Es ist unwahrscheinlich, dass sich die deutlichen Anzeichen für eine Resonanz, die man bei dem 125- bis 130-fachen der Protonenmasse gefunden hat und als Higgs interpretiert, doch noch als systematischer Messfehler oder extrem zufällige Häufungen seltener Reaktionen herausstellen. So dürfen wir annehmen, einem historischen Moment beizuwohnen: Das Standardmodell ist endgültig und komplett als realisierte Natur bestätigt. Die Beschreibung der elektroschwachen und starken Kernkräfte, sowie der Satz an postulierten Teilchen ist mit dem Higgs abgeschlossen. Sein Gewicht ist die letzte der ins das Modell als reine Messgrössen eingehenden Konstanten. Was das Periodensystem der Elemente für die Chemie ist, stellt das Standardmodell für die Natur tief in den Bausteinen des Atomkerns, dem Neutron und Proton dar, deren Grösse bei einem Femtometer liegt, dem Millionsten Teil eines Nanometers. Vom Elektron bis zu den Quarks wissen und kennen wir nun alles.
Die letzte Verifikation des Standardmodells erinnert zwar auch an die Bestätigung der Allgemeinen Relativitätstheorie durch die Sonnenfinsternis 1919. Damals wurde eine alles entscheidende Achsverschiebung in der Bahn des Merkur vermessen, und die Theorie der Gravitation spektakulär bestätigt. Aber der Vergleich sorgt auch für eine leichte Wehmut. Damals brach nämlich ein wahrer Furor um die theoretische Physik los, der sich bis heute kaum gelegt hat. Er wird diesmal aber nicht befeuert werden, denn irrlichternde Erkenntnisse wie verbogene Räume, schwarze Löcher und den Nachweis, dass normale Passagierjets bei der Umrundung der Erde als Zeitmaschinen operieren, gibt es beim Standardmodell nicht. Auch an die Entdeckung der Antimaterie kommt das Higgs als Aufreger nicht heran.

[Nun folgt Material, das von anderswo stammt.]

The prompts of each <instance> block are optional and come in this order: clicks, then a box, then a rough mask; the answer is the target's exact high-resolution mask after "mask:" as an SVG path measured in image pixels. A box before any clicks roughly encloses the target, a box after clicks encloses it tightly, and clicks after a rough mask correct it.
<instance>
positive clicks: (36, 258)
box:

Schlimmer noch, könnte man leichtfertig sagen: Jetzt sind erstmal überhaupt keine neuen Erkenntnisse mehr zu erwarten. Tatsächlich hatte mancher durchaus statt auf eine Bestätigung der Vorhersagen auf einen Widerspruch mit der Theorie gehofft. Das Higgs-Boson ist nämlich das schwarze Schaf im Zoo: Seine Wechselwirkung mit den anderen Teilchen ist nicht systematisch, man kann sie nicht aus einer Symmetrie herleiten. Seine Kopplungsstärke zu den anderen muss jeweils einzeln gemessen und mit der Hand in die Theorie eingetragen werden. Dabei ist diese Kopplungsstärke jeweils die Ruhemasse des koppelnden Teilchens, also auch seine Ladung im Gravitationsfeld. Das ist alles andere als schön, und die Hoffnung etwas über Masse zu lernen, den unverstandenen Begriff, ist erst einmal geplatzt. Wir haben nun das Higgs, wissen aber nicht, was es genau ist oder wieso es so merkwürdig ist. Ist die Vermessung des Standardmodells kein Meilenstein, sondern ein Drama, dem eine postdramatische Erkenntnisstörung folgt?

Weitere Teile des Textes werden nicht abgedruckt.